En l’état de l’instruction, aucun des moyens tel que repris et analysés dans les visas de cette ordonnance n’est de nature à faire naître un doute sérieux quant à la légalité de la décision attaquée.
Par suite, sans qu’il soit besoin d’examiner la condition relative à l’urgence, l’une des conditions mise à l’application de l’article L. 521-1 du code de justice administrative n’étant pas remplie, les conclusions de M. B… aux fins de suspension et d’injonction doivent être rejetées.
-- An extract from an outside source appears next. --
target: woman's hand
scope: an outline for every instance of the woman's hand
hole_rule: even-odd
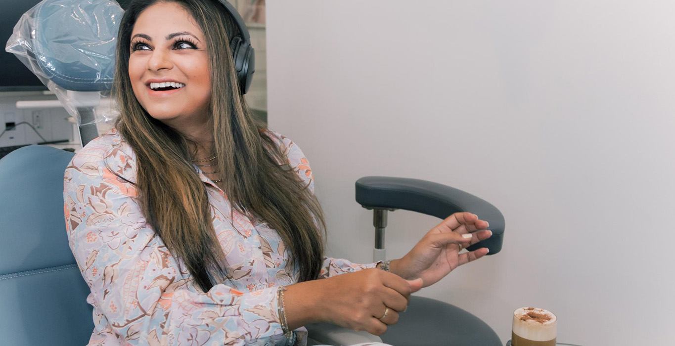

Sur les conclusions présentées au titre des dispositions de l’article L. 761-1 du code de justice administrative et de l’article 37 de la loi du 10 juillet 1991 :
Les dispositions des articles L. 761-1 du code de justice administrative et 37 de la loi du 10 juillet 1991 font obstacle à ce soit mis à la charge de l’Etat, qui n’est pas la partie perdante à l’instance, la somme que demande M. B….
O R D O N N E :
Article 1er :
M. B… est admis au bénéfice de l’aide juridictionnelle à titre provisoire.
Article 2 :
Le surplus des conclusions de la requête est rejeté.
Article 3 :
La présente ordonnance sera notifiée à M. A… B… au garde des Sceaux, ministre de la justice.
Fait à Grenoble le 20 février 2026.
Le juge des référés,
C. VIAL-PAILLER
Le greffier,
G. MORAND
La République mande et ordonne au garde des Sceaux, ministre de la justice en ce qui le concerne ou à tous commissaires de justice à ce requis en ce qui concerne les voies de droit commun, contre les parties privées, de pourvoir à l’exécution de la présente décision.